Я уже благополучно подбирался к калиновым кустам, как вдруг услыхал громко окликавшего меня родителя моего.
— Тимош! Тимош! — выкрикивал он, — Тимош, где ты? Поди сюда! Где ты?
Первою моею мыслию было притаиться и переждать, пока смолкнет родительский зов, но так как зов этот не смолкал, а, напротив того, становился все пронзительнее, то я переменил намерение и, обежав с противоположной стороны огороды, явился как бы возвратившийся из лесу.
Родитель поспешно схватил меня за руку и повлек, повторяя:
— Матушка тебя кличет… ты матушке надобен…
— Зачем?— спросил я, слегка упираясь.
— Надобен, надобен… скорей, Тимош, скорей,— лепетал он скороговоркою.
— Зачем? — повторил я снова, упираясь.
— Да ты это чего кобенишься-то, а? — вдруг раздался грозный голос Македонской. — Тебе это какое дело, на что ты надобен, а? Ах ты, пострел! ишь разбаловался как! Прямой ты шалопай, отец дьякон, как погляжу я на тебя: так распустил мальчишку, что срамота! Ну, ты, свиненок, поворачивайся! Ступай за мной! Ну, двигайся! Ты что, косолапый, что ли?
Она привела меня в свою, знакомую уже мне опочивальню, где рядом с пространным пуховым ложем под ярким пологом висела плетеная колыбель с плачущим младенцем.
Македонская дала ему рожок и тем его мгновенно успокоила.
— Качай его!— повелела она, кивая на младенца. Я повиновался.
Не удостоив меня дальнейшим объяснением, Македонская удалилась.
Не без любопытства устремил я взоры на невинное и несмысленное творение, лежащее в колыбели.
То была крупная, сытая девочка, энергически тянувшая из рожка молоко и напоминавшая как благообразием, так и аппетитом виновницу дней своих.
Закачав младенца, я долгое время сидел, бездействуя и недоумевая, что будет дальше.
Наконец снова явилась Македонская.
— Пошел, надергай моркови на огороде, да у меня, смотри, живо!
Возвратившись с морковью, я был отправлен по воду к колодцу, затем мне приказано было выполоскать телячью голову, затем вымести сени.

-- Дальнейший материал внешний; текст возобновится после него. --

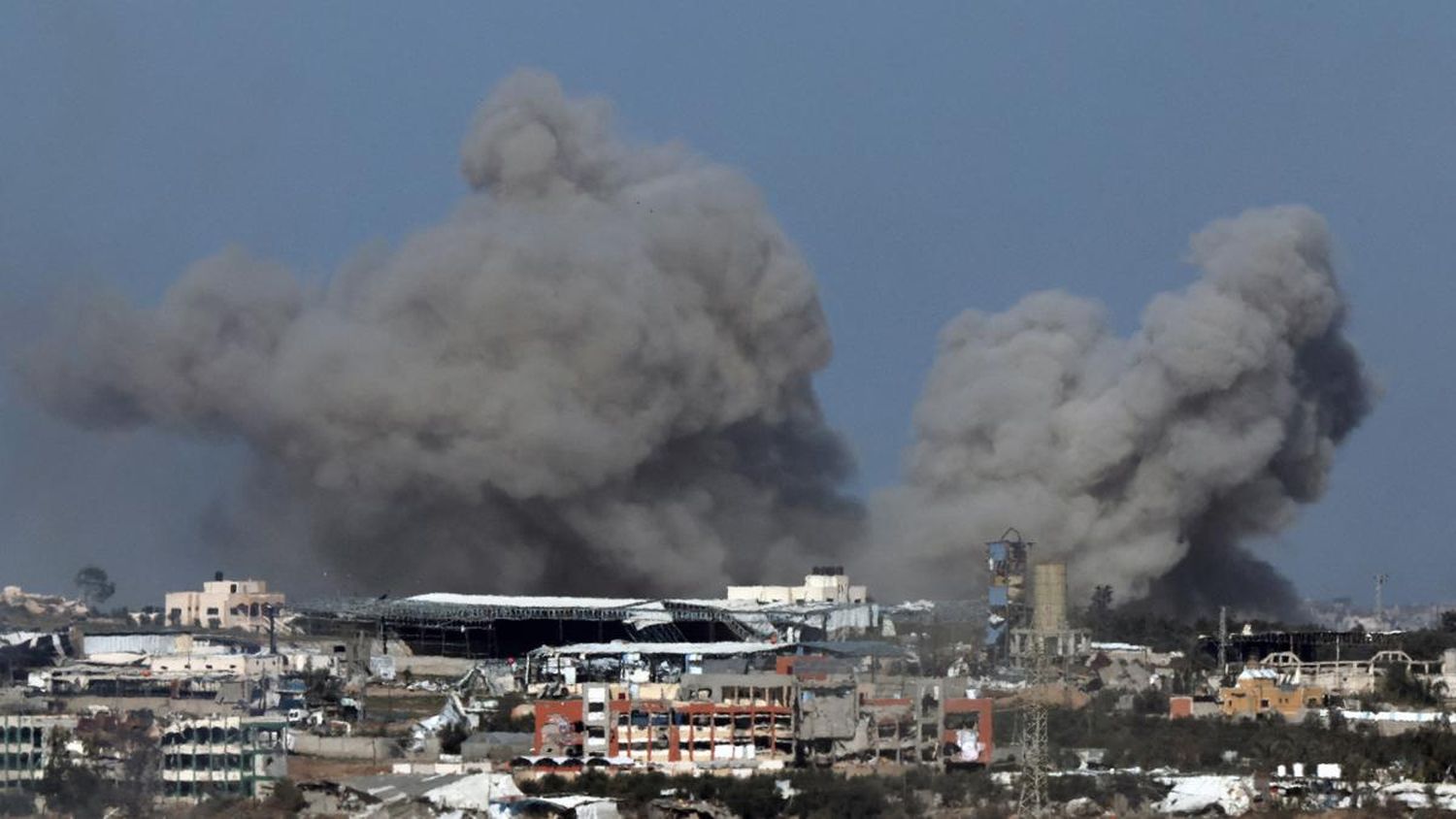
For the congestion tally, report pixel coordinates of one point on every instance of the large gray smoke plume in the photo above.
(594, 375)
(1143, 461)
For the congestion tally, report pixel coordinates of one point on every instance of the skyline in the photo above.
(900, 241)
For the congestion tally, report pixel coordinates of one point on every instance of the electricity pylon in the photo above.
(1034, 754)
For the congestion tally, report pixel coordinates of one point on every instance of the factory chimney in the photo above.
(1048, 588)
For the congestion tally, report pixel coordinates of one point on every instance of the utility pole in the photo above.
(1379, 597)
(1034, 755)
(1223, 643)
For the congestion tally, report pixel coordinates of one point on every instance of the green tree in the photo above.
(96, 588)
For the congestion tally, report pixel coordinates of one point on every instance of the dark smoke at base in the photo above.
(1149, 463)
(594, 376)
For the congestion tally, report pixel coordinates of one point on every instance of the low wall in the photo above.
(427, 665)
(363, 748)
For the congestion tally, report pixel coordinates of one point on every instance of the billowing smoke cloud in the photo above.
(593, 376)
(1144, 461)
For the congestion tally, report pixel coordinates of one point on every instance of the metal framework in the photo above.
(1034, 754)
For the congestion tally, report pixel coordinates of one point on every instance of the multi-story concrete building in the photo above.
(223, 755)
(224, 604)
(1261, 691)
(775, 719)
(26, 743)
(824, 583)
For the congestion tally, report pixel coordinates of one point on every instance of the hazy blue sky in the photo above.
(926, 157)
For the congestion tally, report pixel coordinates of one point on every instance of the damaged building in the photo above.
(769, 720)
(510, 626)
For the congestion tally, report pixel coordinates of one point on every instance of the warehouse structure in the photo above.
(510, 626)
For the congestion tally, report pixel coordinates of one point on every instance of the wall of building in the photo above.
(1252, 696)
(223, 604)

В жизни, любезный читатель, обстоятельства иногда так же благоприятствуют, как и в романах, где автор располагает их по своему собственному усмотрению. Как автором подведенная катастрофа очищает поле для подвигов романического героя, так внезапная болезнь работницы Лизаветы открыла мне беспрепятственный доступ вовнутрь иерейского жилища.
И сколь недальновидны, о читатель, наиизощреннейшие из нас в расчетах житейских! Сколь часто, тщательно оберегаясь видимо пред нами зияющей бездны, искусно балансируем между бездн, представляющихся нам справа и слева, озираемся неустанно назад, не угрожает ли там коварно разверзшаяся пропасть, подпрядываем, пятимся, перескакиваем, превосходя сноровкою и ловкостью самих серн альпийских гор, и вдруг внезапно низвергаемся в ничтожную, нами и не подозреваемую ямку, в этом неожиданном низвержении разбиваемся (иногда даже без надежды на поправление), и все наши чудодейственные дотоле ухищрения бывают посрамлены и пропадают втуне!

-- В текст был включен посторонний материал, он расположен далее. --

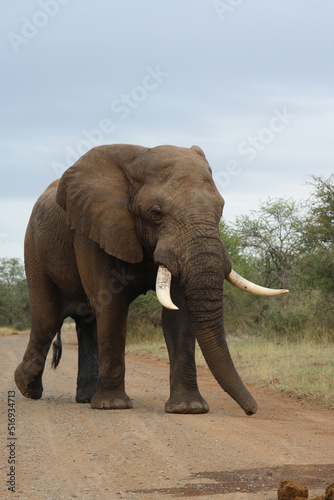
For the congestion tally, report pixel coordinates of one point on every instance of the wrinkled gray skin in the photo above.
(93, 244)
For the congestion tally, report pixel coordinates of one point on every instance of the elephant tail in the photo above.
(57, 351)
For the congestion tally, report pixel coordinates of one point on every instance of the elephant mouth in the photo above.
(164, 278)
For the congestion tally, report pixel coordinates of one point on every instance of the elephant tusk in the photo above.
(164, 278)
(240, 282)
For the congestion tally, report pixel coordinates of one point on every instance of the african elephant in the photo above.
(97, 238)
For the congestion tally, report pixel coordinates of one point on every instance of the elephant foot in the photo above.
(186, 403)
(28, 383)
(111, 401)
(85, 393)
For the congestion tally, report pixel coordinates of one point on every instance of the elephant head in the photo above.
(162, 204)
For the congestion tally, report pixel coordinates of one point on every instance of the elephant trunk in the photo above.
(206, 308)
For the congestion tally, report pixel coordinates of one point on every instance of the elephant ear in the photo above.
(95, 193)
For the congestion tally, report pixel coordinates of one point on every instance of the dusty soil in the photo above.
(66, 450)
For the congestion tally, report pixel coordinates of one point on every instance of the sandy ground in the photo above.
(65, 450)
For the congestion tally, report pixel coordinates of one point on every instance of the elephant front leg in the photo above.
(180, 339)
(111, 328)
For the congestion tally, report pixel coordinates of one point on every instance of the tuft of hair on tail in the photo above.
(57, 351)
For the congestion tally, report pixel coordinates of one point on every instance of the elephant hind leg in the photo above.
(88, 365)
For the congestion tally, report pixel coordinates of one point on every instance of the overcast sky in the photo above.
(250, 81)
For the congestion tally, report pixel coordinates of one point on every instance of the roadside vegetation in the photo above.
(286, 343)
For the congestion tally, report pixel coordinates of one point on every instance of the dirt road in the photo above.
(66, 450)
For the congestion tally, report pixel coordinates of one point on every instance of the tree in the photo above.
(14, 298)
(272, 238)
(318, 264)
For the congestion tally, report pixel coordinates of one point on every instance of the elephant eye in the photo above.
(156, 214)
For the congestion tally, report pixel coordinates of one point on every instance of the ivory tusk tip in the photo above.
(163, 288)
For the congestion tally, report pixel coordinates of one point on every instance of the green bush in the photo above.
(14, 297)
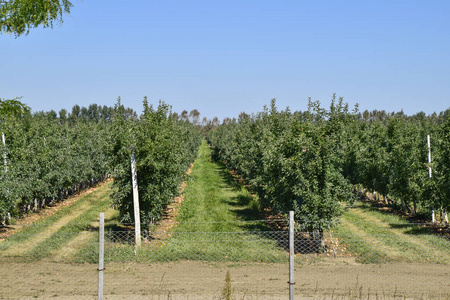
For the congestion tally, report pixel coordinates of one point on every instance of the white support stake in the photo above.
(101, 254)
(429, 155)
(4, 152)
(137, 217)
(433, 214)
(291, 255)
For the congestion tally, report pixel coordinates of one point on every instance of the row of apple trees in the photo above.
(313, 162)
(47, 157)
(164, 146)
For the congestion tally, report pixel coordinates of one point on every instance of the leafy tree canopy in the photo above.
(12, 108)
(19, 16)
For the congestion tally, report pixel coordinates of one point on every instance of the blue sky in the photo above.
(225, 57)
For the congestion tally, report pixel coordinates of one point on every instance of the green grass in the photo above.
(217, 221)
(73, 228)
(97, 201)
(375, 237)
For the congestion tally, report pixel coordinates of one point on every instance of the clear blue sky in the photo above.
(225, 57)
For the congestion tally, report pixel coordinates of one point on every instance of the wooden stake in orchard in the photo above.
(137, 217)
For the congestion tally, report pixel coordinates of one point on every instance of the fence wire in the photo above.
(171, 264)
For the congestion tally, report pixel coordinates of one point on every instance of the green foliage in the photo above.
(12, 108)
(164, 149)
(48, 159)
(290, 160)
(19, 16)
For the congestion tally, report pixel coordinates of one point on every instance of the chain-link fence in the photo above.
(345, 263)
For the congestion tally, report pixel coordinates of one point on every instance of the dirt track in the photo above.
(196, 280)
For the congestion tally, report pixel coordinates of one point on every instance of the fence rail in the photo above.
(338, 264)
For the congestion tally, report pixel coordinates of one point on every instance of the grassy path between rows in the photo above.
(217, 221)
(61, 234)
(376, 237)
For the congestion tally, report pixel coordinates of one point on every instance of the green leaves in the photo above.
(291, 160)
(164, 149)
(19, 16)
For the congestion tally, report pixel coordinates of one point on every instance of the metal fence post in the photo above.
(291, 255)
(101, 254)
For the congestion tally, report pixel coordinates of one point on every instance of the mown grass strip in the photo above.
(99, 202)
(393, 238)
(38, 228)
(213, 224)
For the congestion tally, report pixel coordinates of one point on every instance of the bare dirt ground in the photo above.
(197, 280)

Прозорливый, осмотрительный отец Еремей не только на мое водворение в его покоях, но и на общение мое с бдительно охраняемым им больным посмотрел без всяких опасений.
Невзирая на угрозы иерейши, возлагавшей на меня обязанности, как будто бы я был наделен не обычным, положенным предусмотрительною природою, количеством рук и ног, но удесятеренным, я все-таки изощрялся уловливать мгновения, которые мог посвящать Михаилу Вертоградову, то есть или игре в свои козыри, в фофаны, в мельники, или устроению на его подоконнике силков для бойких синиц и красногрудых щеглов.

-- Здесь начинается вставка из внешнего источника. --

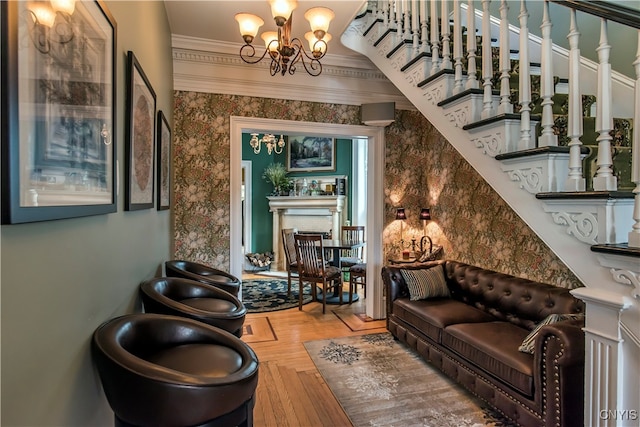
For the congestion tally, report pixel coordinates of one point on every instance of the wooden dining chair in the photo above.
(313, 268)
(291, 259)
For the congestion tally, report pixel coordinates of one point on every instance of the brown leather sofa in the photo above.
(474, 336)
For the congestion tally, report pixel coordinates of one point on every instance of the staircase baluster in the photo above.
(487, 61)
(446, 36)
(634, 234)
(398, 20)
(406, 30)
(505, 106)
(384, 11)
(457, 48)
(604, 180)
(524, 81)
(415, 27)
(435, 38)
(472, 79)
(575, 180)
(424, 35)
(548, 137)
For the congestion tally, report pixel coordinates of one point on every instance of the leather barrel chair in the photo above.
(204, 274)
(158, 370)
(195, 300)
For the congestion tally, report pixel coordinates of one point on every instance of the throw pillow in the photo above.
(528, 343)
(426, 283)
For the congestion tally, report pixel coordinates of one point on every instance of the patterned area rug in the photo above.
(261, 295)
(380, 382)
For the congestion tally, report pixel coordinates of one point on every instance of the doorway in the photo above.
(374, 190)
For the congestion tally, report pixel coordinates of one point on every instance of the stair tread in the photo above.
(617, 249)
(585, 195)
(537, 150)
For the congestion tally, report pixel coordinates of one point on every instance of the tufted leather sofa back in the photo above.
(520, 301)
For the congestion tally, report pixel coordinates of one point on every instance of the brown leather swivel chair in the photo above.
(187, 298)
(159, 370)
(204, 274)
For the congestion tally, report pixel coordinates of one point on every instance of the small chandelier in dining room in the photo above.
(286, 52)
(269, 140)
(45, 27)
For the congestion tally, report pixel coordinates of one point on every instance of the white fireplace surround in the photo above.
(306, 213)
(374, 303)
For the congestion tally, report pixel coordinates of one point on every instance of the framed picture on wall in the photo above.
(140, 138)
(311, 153)
(164, 162)
(58, 111)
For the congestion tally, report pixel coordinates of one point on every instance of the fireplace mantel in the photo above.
(306, 213)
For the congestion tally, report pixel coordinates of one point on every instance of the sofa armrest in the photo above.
(559, 372)
(569, 344)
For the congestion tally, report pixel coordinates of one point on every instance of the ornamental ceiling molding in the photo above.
(216, 67)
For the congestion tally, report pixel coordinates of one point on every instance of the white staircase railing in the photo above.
(598, 218)
(434, 27)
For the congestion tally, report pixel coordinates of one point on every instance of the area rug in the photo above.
(261, 295)
(380, 382)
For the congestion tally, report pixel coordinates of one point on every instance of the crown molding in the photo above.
(216, 67)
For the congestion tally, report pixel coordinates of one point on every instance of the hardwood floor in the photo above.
(291, 391)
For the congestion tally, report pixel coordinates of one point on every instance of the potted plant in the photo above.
(277, 175)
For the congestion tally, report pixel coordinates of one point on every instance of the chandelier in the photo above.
(269, 140)
(286, 52)
(45, 28)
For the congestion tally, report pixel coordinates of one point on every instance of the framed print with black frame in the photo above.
(58, 112)
(163, 134)
(311, 153)
(140, 138)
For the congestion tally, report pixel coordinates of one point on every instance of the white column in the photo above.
(487, 65)
(457, 48)
(415, 27)
(524, 81)
(505, 106)
(424, 34)
(472, 47)
(446, 36)
(604, 372)
(634, 234)
(575, 180)
(278, 257)
(547, 138)
(435, 38)
(604, 180)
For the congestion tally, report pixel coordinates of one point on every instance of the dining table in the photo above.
(337, 245)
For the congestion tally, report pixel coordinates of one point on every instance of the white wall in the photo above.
(61, 279)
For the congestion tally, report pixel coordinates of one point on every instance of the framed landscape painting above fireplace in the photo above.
(311, 153)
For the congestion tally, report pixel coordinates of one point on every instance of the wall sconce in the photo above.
(425, 215)
(45, 23)
(269, 140)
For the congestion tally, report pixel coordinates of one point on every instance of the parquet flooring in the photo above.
(291, 391)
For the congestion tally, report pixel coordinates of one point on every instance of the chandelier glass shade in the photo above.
(284, 52)
(45, 27)
(272, 144)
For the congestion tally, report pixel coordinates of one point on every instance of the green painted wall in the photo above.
(262, 233)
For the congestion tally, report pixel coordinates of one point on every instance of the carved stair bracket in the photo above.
(593, 221)
(465, 110)
(583, 226)
(539, 173)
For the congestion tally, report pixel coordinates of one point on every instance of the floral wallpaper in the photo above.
(469, 220)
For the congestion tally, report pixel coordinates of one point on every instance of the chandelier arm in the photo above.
(247, 57)
(38, 33)
(64, 31)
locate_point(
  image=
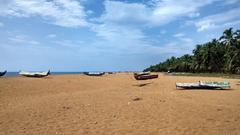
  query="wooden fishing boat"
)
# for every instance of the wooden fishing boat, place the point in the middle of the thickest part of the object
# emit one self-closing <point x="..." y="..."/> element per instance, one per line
<point x="204" y="85"/>
<point x="94" y="73"/>
<point x="145" y="76"/>
<point x="3" y="73"/>
<point x="34" y="74"/>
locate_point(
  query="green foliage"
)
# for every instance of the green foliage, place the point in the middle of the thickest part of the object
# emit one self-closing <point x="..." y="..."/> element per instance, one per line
<point x="219" y="55"/>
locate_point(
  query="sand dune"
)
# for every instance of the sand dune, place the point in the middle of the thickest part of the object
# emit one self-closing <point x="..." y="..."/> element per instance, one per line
<point x="79" y="105"/>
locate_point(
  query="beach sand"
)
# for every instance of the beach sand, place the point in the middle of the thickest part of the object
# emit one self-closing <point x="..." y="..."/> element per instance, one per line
<point x="116" y="104"/>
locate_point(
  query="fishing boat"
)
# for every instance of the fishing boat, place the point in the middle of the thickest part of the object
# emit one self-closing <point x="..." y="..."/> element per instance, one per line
<point x="3" y="73"/>
<point x="34" y="74"/>
<point x="145" y="76"/>
<point x="204" y="85"/>
<point x="94" y="73"/>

Отец Еремей и на это смотрел не только снисходительным, но даже благосклонным оком. Он не раз, презирая громы Македонской, сам призывал меня к этим забавам, собственноручно вручая нам прикорм для легковерных пернатых или же новые карты.
Мало-помалу, незаметно для беспокойной, но несообразительной иерейши, все работы по домашнему хозяйству возлегли на нее, а я сделался почти постоянным собеседником архиерейского племянника.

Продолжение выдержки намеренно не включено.